Further, the step S5 includes:

s51, calculating the distance between each candidate character area and a plurality of button areas, and if the distance is smaller than a preset distance threshold, matching the character areas with the button areas smaller than the preset distance threshold;

s52, determining the total number of characters of the character area matched with each button area,

if the total number of the characters is 1, temporarily marking the character corresponding to the button area to represent the floor number,

temporarily marking a combination of a plurality of characters corresponding to the button areas to represent the floor number if the number of the characters of the number in the total number of the characters is 2 and the characters in the button areas are approximate in size, shape and position;

s53, checking the coordinates of all the button areas temporarily marked as representing the floor number, calculating the average size of the character areas corresponding to the coordinates of these button areas,

and if the character area exceeds the average size by a percentage threshold, releasing the floor number associated with the character area and the button area.

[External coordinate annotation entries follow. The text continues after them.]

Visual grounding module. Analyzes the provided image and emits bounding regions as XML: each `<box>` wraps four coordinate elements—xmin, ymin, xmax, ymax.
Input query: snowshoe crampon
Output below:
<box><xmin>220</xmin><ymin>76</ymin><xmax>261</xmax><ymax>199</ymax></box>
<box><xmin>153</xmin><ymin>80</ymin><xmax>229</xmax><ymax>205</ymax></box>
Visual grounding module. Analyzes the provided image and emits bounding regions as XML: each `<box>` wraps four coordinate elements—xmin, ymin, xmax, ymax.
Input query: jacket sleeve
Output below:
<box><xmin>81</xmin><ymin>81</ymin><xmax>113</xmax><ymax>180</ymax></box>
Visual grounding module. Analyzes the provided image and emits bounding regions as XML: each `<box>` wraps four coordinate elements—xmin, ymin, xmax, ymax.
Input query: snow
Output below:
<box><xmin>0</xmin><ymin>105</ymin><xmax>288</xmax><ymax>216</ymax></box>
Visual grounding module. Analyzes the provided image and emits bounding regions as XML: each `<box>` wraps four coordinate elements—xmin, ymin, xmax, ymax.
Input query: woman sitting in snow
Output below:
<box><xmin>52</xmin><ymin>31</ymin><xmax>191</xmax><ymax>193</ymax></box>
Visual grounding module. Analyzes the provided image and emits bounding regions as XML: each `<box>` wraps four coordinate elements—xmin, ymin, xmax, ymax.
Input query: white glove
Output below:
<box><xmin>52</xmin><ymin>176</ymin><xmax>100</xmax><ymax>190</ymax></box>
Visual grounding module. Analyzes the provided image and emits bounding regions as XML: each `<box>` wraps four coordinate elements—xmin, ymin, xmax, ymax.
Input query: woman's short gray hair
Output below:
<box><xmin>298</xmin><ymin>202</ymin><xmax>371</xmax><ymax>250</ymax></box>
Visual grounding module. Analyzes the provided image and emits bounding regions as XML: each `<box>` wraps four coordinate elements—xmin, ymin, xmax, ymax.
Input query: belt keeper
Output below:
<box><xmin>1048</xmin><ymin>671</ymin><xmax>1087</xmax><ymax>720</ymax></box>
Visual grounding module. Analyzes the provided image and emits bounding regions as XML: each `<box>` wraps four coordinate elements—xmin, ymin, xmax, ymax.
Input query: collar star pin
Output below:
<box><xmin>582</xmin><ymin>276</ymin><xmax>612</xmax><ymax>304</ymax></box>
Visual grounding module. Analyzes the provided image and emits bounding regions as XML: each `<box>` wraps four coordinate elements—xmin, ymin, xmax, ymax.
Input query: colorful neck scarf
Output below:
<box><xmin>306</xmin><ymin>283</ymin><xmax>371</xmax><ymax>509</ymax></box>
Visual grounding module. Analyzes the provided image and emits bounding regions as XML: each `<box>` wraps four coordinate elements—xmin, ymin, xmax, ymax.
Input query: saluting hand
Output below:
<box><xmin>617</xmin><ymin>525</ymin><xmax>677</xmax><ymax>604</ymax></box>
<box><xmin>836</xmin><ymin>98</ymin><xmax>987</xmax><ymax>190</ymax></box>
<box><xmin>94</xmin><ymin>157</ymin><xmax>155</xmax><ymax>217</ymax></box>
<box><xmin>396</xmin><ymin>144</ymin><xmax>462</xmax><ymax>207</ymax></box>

Further, the method also comprises the following steps:

s61, extracting an arithmetic progression and a tolerance according to the button area cluster clustered by the abscissa in the step S32 and the digital character recognition result of the corresponding character area;

and S62, combining the known information of the highest floor and the lowest floor and the arithmetic progression, and completing and correcting the positions of all the buttons and the information of the floors represented by the buttons according to the known space equidistance rule of the button arrangement.

In some embodiments, the predetermined characters include the numbers 0 through 9, the letters a, the letters G, and a minus sign, or may also include other known elevator button symbols.

The invention also relates to a computer-readable storage medium, on which program instructions are stored, which program instructions, when executed by a processor, implement the above-mentioned method.

The invention also relates to a computer device arranged in the mobile robot, which comprises an image acquisition circuit, a processor and the computer readable storage medium.

The invention has the following beneficial effects.

1. The method adopts a related identification network to build and train a process and an inner panel floor digital button detection and identification process, so as to realize the detection and identification of the floor information of the buttons of the inner panel of the elevator, namely the identification buttons correspond to the floors.

2. In the process of detecting and identifying the floor digital buttons of the inner panel, the scheme of the invention provides a candidate region of a text region by detecting the maximum stable extremum region and matching with the designed manual characteristics; giving possible button positions through a clustering algorithm; identifying possible text candidate areas through a trained simple convolutional neural network; matching the recognition result with the possible button position result to give a preliminary detection and recognition result; and finally, complementing and correcting the detection positions and the recognition results of all the buttons by combining other known information such as the spatial arrangement rule of the buttons. Therefore, the multiple buttons on the elevator panel can be simultaneously and accurately identified.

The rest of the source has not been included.